The speech was strategic in another sense: by laying out a positive social democratic path toward prosperity, the Obama administration is implicitly responding to the challenge of authoritarian populism and its putative chieftain, Venezuelan president Hugo Chávez. Not to be lightly dismissed, Chávez advances an ideology deeply rooted in Latin America that today poses the main alternative to the Obama-Clinton opportunity vision. By articulating a progressive social agenda, Clinton not only resonates with reigning social democrats in like-minded countries such as Peru, Uruguay and Costa Rica, but she also seeks to draw in populist-leaning, opportunistic leaders, such as Ecuadorian President Rafael Correa, who flirt with Chávez.

But will Clinton’s “opportunity” agenda take hold?
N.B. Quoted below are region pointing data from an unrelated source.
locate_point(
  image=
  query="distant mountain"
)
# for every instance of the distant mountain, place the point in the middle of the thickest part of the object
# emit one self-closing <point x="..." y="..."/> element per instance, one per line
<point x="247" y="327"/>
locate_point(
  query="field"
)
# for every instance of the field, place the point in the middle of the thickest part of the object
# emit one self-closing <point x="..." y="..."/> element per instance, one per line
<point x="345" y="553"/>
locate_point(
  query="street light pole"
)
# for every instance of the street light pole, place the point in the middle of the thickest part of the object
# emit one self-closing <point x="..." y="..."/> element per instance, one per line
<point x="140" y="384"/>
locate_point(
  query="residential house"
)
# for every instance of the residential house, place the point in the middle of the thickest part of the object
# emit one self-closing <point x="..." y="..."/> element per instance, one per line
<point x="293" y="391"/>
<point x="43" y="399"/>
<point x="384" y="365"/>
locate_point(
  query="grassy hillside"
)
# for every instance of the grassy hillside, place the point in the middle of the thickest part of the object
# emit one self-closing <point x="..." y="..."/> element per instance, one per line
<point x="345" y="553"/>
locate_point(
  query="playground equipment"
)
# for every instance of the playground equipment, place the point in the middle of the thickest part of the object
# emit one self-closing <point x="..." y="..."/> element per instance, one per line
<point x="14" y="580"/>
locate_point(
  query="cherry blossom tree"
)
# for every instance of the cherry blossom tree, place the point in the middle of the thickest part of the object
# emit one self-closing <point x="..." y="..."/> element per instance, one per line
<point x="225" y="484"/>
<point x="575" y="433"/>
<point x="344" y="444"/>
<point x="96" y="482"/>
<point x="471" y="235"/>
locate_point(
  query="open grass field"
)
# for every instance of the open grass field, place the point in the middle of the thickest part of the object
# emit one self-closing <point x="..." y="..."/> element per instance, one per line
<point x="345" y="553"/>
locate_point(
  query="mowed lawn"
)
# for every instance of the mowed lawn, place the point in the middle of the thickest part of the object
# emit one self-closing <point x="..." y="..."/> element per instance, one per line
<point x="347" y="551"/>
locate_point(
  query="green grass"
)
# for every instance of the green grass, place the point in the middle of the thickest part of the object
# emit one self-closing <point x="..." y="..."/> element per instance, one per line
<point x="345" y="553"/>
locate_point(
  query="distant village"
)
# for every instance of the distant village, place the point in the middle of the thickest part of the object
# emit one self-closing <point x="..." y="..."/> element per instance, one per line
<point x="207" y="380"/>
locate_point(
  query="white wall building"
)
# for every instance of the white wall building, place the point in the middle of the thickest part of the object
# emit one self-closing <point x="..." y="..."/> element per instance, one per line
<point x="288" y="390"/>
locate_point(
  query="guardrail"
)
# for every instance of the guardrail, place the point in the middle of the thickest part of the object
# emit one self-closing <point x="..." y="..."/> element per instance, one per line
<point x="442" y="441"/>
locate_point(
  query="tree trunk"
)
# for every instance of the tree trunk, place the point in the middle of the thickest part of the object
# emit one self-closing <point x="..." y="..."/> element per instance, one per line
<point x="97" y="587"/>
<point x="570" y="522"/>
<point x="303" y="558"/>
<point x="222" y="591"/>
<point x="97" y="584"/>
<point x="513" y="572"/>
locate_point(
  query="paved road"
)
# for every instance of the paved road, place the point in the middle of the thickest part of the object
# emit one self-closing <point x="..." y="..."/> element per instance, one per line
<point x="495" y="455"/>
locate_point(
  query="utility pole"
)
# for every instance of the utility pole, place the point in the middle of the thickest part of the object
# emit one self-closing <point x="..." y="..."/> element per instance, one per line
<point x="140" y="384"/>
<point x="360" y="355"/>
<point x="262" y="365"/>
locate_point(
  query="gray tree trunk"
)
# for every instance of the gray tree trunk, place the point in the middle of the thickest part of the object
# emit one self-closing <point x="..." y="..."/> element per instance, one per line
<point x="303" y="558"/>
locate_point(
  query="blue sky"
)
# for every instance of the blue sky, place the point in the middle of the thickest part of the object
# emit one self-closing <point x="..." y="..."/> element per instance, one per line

Since the Spring 2009 Summit of the Americas in Trinidad and Tobago, Washington has initiated several inter-American forums on energy, social innovations and women’s networks, and has pegged a social inclusion theme onto the Bush administration’s Pathways to Prosperity. The Obama-Clinton institutional strategy—label it flexible functionalism or pragmatic multilateralism—calls for the participation of civil society networks and interested governments (Brazil is welcome if it wishes, Venezuela less so).

Can the administration empower these forums to go beyond small-scale demonstration projects? Can the United States engage the World Bank and Inter-American Development Bank, with their many billions of dollars, to fully back its “opportunity” agenda? Can the administration pull in U.S. and Latin American businesses to engineer the public-private partnerships that will give depth to its vision? Will the administration establish the internal coordinating mechanisms required to accumulate resources and maintain bureaucratic focus?

Most importantly, now that the United States has embraced the development-with-equity agenda that mainstream Latin America has advocated for so long, do the region’s leaders possess the historic courage and political imagination to seize the moment and partner in the three-tier opportunity strategy?